‘Sürgün edilenlerin hayatlarını köklerinden koparılmış asırlık ağaçlara benzettim’

0
1402

Yazar ve ressam Setenay Özbek’in yeni kitabı “Kafdağı’nın Ateşi Büyük Sürgün” kısa bir süre önce KAFDAV Yayıncılık’tan çıktı. Bu kitaptan önce, 2002’de Gendaş Kültür Yayıncılık’tan “Gecenin Mavisi” adlı ve 2005’te Cadde Yayınları’ndan çıkan “Hiç Kimse Bir Başkası Olamaz” adlı iki öykü kitabı bulunuyor. Marmara Üniversitesi Güzel Sanatlar Fakültesi, Sahne ve Görüntü Sanatları bölümü mezunu olan Özbek, Uluslararası Plastik Sanatlar Derneği ve Uluslararası PEN Yazarlar Derneği üyesi. Edebiyat dergilerinde, antolojilerde eleştiri yazıları ve öyküleri yayımlanıyor.
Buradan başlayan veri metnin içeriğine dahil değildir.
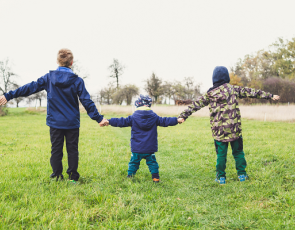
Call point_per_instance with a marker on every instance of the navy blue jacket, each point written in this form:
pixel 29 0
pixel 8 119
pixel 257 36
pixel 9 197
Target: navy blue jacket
pixel 63 89
pixel 144 135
Yüzyıllarca Ruslarla süren savaşların sonunda 1864 yılında alınan kararla Çerkesler Kafkasya’dan dillerini ve kültürlerini bilmedikleri Osmanlı topraklarına sürgün edildiler. “Kafdağı’nın Ateşi”, birçok Çerkes aile gibi felaketleri yaşayan Aslanuk Bey, eşi Zızıv, çocukları Yenal, Dinemis ve Sıpse, evin büyüğü Mezguaşe’nin acılı yaşamını mercek altına alıyor. Bir halkın yüzyıllar süren, sonu gelmek bilmeyen korkunç savaşlarla, kıtlık ve salgınlarla acımazsızca yok edilişini ve başka bir ülkeye sürgününü anlatıyor. Kitabı bir solukta okuduğumda, içimde bir prizma gibi değişik yönlere ışık tutan o bağı yoğun bir şekilde hissettim. Çerkes/Ubıh köklerimin ortak paydasında tanıdık buluşmaları ve hüznü yaşadım. Bir yandan kitabı okurken, bir yandan da bilgisayarımın fonunda Loreena McKennitt’ın “Night Ride Across the Caucasus” parçası çalıyordu. Ve ben adeta bir atın üstünde, sırlara ve şimdi kayıp olan dilin sözcüklerine doğru yol alıyordum.

    Görüntüler var ve hatıralar

    Gürleyen nal seslerinden yankılar

    Ateşler ve gülüşmeler

    Binlerce güvercinden sesler

    Sür atını tüm gece boyunca sür

    Sür atını tüm gece boyunca sür

diyerek devam ediyordu müziğin içindeki vokal… Bazen de Adige Qafe çalıyordu sessiz ağaçların siluetlerinde… Kökler toprağa gömüldükçe güçlenir, sırtını anılara yaslar, tarihten beslenir. Sürgün olmak duygusu, bir yerden diğerine göç etmek duygusu gibi değildir. Daha da zordur. Sürgün olmak sizi parçalar, böler, özünüzü ve kimliğinizi yok eder. “Ben kimim?” sorusunun peşine takılmıştı Setenay Özbek.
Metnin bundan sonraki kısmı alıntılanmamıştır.